The king who put her there just figured: hey, it's so dangerous, that's got to stop at least 3 out of every 4 adventurers right?

SethoMarkus
2016-06-21, 02:19 PM
Riddles in games can be fun, but I think you need to be open to creative thinking on the Players part. Obviously you will never be able to plan for every contingency in every situation, but it helps to have a few backup plans in place. I'm thinking something along thr lines of:

1. Roleplay/Knowledge Based Challenge
This first step is the riddle. The sphinx challenges the PCs to answer a riddle or be attacked. Either the Players can answer the riddle themselves through roleplay, or the PCs can use in-game skills to try to find the answer. These have risks with failure, though. Such as using a Bardic Lore check and failing the DC to know the answer, the PC is given an incorrect answer to try (triggering the sphinx to attack). A successful Skill check would grant the correct answer and allow passage. If the sphinx does attack, it isn't an instant death sentence, it just initiates combat. Hich brings us to...

2. Combat Challenge
Whether through failing to answer the riddle or outright attacking the sphinx, combat should be an option. It can be a difficult combat, but make it well within the ability of the PCs to overcome. The sphinx should just be a guardian; failure to answer a riddle or killing the sphinx shouldn't lock the PCs out of the door being guarded. The riddle is just a means to bypass the combat. Maybe the sphinx deactivates additional traps if the riddle is answered correctly, but those traps remain in place if the sphinx is killed or otherwise bypassed. Which brings us to...
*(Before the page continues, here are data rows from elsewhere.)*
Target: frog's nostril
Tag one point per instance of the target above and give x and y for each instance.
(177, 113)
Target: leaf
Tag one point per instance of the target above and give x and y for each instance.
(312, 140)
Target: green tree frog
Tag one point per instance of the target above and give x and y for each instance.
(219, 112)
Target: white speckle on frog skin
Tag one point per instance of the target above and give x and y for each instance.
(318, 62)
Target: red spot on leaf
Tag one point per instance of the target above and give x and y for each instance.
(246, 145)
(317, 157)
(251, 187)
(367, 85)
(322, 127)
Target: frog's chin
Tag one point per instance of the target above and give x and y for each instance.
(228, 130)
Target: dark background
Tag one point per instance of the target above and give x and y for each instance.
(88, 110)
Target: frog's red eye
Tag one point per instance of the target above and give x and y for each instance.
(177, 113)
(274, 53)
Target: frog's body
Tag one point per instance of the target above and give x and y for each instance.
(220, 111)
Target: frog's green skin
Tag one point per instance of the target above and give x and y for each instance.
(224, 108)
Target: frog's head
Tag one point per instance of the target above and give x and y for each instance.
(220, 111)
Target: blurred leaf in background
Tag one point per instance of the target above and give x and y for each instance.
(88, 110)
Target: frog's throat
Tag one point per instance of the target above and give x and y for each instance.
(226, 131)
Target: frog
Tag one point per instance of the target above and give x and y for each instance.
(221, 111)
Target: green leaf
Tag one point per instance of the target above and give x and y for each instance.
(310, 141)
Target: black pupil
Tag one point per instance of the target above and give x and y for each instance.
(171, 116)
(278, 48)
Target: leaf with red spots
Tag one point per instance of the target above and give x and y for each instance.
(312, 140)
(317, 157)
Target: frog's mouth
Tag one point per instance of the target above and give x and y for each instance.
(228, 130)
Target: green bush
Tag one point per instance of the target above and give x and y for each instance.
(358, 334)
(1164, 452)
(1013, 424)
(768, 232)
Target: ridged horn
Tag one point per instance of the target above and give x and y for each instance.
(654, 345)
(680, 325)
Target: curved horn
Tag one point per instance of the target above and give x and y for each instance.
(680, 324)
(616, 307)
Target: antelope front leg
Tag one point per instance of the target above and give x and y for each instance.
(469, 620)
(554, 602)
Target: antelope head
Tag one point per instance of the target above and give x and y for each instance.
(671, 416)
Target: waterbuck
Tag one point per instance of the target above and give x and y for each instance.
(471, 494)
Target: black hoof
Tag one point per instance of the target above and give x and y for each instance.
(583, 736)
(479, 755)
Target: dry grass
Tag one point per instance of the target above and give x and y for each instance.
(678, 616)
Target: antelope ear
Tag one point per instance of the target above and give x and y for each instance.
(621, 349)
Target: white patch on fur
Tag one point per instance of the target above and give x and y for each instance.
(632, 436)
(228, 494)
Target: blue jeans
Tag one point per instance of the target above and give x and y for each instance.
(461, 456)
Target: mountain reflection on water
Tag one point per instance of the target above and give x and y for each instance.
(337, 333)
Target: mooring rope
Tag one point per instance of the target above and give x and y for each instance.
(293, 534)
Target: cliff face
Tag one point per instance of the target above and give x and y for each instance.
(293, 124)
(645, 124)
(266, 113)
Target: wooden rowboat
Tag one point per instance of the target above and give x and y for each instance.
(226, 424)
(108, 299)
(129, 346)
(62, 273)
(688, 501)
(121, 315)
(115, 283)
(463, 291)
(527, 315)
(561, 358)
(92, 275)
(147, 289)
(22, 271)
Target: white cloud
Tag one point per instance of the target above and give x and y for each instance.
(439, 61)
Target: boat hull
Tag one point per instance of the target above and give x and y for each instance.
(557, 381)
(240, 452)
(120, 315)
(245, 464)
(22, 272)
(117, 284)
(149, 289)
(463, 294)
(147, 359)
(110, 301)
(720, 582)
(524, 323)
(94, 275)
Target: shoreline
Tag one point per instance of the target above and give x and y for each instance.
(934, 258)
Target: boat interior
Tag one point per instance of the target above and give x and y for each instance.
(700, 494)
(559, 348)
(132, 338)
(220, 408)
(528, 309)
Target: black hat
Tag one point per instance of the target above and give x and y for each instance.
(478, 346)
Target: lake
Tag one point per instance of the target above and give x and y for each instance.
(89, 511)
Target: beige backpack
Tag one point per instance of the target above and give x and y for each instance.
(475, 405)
3. Stealth Based Challenge
Depending on the circumstances, thr PCs should have the option of sneaking past the guardian sphinx. This can be very difficult if the sphinx already knows they are there and/or if thr door is locked, but this option should be on the table. If the PCs do manage to sneak by the sphinx, it is entirely possible it was just the first obstacle (see traps above). A good Search check in rooms before the sphinx could also turn up an adventurer's journal with a list of riddle answers. Maybe the riddle the PCs are asked is on the list. Maybe they are correct answers, maybe they are incorrect (afterall, the journal is on this side of the sphinx). Who knows?

4. Even The Best Laid Plans...
Sometimes the PCs will come up with something entirely different. They makes friends with the sphinx, they dig around it, they find a way to teleport through, etc. Don't turn these down out of hand. Come up with obstacles before play begins (maybe the walls are warded against teleportation and incorporealness), but don't create new obstacles just to sabotage creative ideas from the PCs. It's fine to say that your game world doesn't work a certain way, but if they enact a plan that should work based on the world you have presented thus far, it should work for them now. Maybe limit their ability to abuse the same solution in the future, but give it to them this time as a win.

nedz
2016-06-21, 06:56 PM
I need ideas for challenges, cause I'm terrible at coming up with riddles.

Me too - which is why I don't run Sphinxes. Sorry.

Unless you have a PC who, unknowingly, killed his father ?

Bonus points if he was abandoned as an infant; being brought up by shepherds would be the jackpot here.